Сейчас Цимбала почти нельзя было узнать. Опрятная профессорская бородка его загнулась сплошным сивым гребнем набок, будто он заспал ее, черная нарядная кубанка была измызгана, и ее алый верх потускнел до рыжего, черкеска порвана и не залатана, а зашпилена булавками.

Ксеня была при старике, и Воропаев поманил ее к себе.

— Ой, у нас горе, беда! — шопотом и все время оглядываясь на деда, дрожа, сказала ему девушка. — Григория убило, батьку моего… Разорвало на кусоченьки. По жменьке тело собрали.

— Сегодня?

— Поутру. С собой везем. Похоронить-то можно где, вы не знаете? Или это все к немцу отойдет? А куда же везти, или в море кинуть?.. Ну, вот же какая беда!.. Хоть вы нас, за ради бога, не покидайте!..

Он назвал ей тогда небольшой совхозный хутор, где можно было совершить погребение, и посоветовал обязательно отходить именно на этот хуторок, где обещал быть сам.

И в середине ночи, незадолго до зари, он встретил Цимбала. Прибыли на трех конях старик, внучка и молодой казак, дальний родственник.

Воропаев удивился, не увидев тела убитого, и сейчас же догадался, что останки Григория затюкованы в бурку, за седлом у Опанаса Ивановича. Могила была уже заранее заготовлена по приказанию

Воропаева.

Обливаясь молчаливыми слезами, Ксеня отвязала от седла тюк — все, что оставалось от отцова тела, и, взяв его обеими руками, как носят спеленутых младенцев, спотыкаясь, пошла к могиле и положила тючок у ее края.

Подъехало еще пятеро. Глухо спросили:

— Здесь?

— Здесь, — твердо ответил Цимбал.

Стук конских копыт теперь уже не прекращался. Люди прибывали

потоком.

— Дозвольте, казаки, родного сына предать земле, — вдруг высоким певческим голосом вскрикнул старик. — По старому преданью, где казак пал, там и курган встал. Дай же, боже, и нам ту славу приять. Как самого себя я кладу в могилу эту, казаки, как самого себя хороню!.. А и то сказать — правда, что хороню…

Нету мне ныне ни сна, ни покою, ни награды, ни наказанья, ни ран, ни болезней, пока немец у нас, в степях наших. Сквозь курганами нашу степь заставим, а немца вытравим. Ну… ночь не ждет, день не встречает… Прощай, Григорий… Все правильно, одно неправильно — чтобы отец сына переживал… Земной поклон тебе, Григорий Опанасович Цимбал, от батьки твоего да от дочки твоей Ксени Григорьевны, от боевых товарищей-казаков. А ты, друг, прости нас.

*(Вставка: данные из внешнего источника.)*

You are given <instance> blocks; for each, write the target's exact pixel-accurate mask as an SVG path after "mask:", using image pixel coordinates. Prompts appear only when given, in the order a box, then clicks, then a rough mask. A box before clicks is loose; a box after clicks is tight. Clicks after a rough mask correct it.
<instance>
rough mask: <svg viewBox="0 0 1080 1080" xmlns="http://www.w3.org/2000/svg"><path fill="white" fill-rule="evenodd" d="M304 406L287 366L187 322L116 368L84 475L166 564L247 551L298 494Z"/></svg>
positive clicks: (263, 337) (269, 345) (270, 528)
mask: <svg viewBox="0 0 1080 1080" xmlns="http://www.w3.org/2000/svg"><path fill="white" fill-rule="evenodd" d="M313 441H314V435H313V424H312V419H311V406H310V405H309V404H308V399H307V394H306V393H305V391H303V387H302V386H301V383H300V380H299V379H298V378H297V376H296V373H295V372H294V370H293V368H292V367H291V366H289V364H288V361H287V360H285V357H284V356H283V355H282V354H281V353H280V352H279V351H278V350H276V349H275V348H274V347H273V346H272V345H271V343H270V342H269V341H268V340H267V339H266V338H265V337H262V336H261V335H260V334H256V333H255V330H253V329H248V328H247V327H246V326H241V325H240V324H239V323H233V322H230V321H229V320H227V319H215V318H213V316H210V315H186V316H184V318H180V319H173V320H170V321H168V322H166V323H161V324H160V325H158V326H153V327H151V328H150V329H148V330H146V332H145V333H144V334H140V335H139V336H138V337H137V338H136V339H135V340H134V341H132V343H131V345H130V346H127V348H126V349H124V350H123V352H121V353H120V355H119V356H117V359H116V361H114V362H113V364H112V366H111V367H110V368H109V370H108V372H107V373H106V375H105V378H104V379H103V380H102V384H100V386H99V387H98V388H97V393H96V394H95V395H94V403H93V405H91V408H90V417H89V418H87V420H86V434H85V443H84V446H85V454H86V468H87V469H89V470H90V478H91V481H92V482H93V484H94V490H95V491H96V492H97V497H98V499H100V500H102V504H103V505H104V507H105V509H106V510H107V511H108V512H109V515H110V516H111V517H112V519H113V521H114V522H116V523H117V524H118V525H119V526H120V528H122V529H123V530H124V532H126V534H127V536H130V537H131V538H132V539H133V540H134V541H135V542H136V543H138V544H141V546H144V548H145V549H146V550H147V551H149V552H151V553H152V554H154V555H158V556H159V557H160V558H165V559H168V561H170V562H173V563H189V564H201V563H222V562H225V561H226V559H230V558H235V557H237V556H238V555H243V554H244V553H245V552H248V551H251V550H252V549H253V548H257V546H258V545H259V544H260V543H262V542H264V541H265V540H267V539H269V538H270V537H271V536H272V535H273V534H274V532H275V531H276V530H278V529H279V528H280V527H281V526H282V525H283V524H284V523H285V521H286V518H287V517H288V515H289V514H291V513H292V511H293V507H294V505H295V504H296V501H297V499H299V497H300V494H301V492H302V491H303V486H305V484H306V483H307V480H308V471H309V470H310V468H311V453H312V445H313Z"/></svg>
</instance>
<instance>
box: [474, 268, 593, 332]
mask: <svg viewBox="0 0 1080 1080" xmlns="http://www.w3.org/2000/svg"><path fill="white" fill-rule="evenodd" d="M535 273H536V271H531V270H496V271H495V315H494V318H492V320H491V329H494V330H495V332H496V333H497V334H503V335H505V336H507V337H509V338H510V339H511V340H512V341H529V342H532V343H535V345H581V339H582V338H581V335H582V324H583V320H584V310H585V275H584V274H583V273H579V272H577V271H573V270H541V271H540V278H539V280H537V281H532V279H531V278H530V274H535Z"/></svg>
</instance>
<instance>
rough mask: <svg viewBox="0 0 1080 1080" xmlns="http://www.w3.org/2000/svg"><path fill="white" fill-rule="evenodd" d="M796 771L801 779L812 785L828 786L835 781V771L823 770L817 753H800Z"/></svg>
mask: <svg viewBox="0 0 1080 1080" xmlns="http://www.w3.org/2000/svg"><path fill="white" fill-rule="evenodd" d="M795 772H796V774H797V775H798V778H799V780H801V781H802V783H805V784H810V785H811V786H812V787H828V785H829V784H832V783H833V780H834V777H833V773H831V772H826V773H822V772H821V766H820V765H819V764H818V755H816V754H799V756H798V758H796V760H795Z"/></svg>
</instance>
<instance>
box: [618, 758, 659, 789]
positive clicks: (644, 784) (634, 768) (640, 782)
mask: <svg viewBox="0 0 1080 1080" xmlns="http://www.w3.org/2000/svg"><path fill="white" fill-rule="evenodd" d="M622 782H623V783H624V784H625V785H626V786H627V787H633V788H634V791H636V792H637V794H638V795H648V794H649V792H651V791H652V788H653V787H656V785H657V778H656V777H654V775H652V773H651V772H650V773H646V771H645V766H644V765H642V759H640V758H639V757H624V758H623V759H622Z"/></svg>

Казаки засморкались. Кто-то заплакал навзрыд, как женщина.

Воропаев сказал, давясь волнением:

— Курган так курган!.. Казачьей славе не пропадать.

И когда тюк в бурке положили на дно могилы и старик Цимбал первый бросил горсть земли на останки сына своего, — к могиле пошел народ. Шли уже не только свои казаки, работавшие лопатами, но и чужие, стрелки, мотористы, просто бегущие от немца люди, и к утру на могиле вырос невысокий, но ладный курган.

Старик, живший на хуторе, обещал посадить на верхушке цветок или куст, а склоны обложить дерном.

Разъехались в тот раз, не ожидая, что когда-нибудь еще встретятся.

Но Воропаев много слышал о Цимбале — и то, как сражался он в партизанах, и то, как, мстя за отца, геройски погибла его Ксеня.

Потом уже, после взятия Тамани, проезжал как-то Воропаев станицу Цимбала и поинтересовался судьбой старика.

— Отъехал от нас Опанас,— махнула рукой сморщенная казачка.— Пепел хаты своей на четыре стороны развеял.

И рассказала, как плакал одинокий старик на пожарище своей знаменитой хаты, когда-то посещаемой академиками, хаты, с которой был» связана жизнь тысяч кубанских виноградарей. Потеряв всю свою молодежь, Цимбал навсегда покинул родную станицу, и никто не мог сказать, куда исчез он.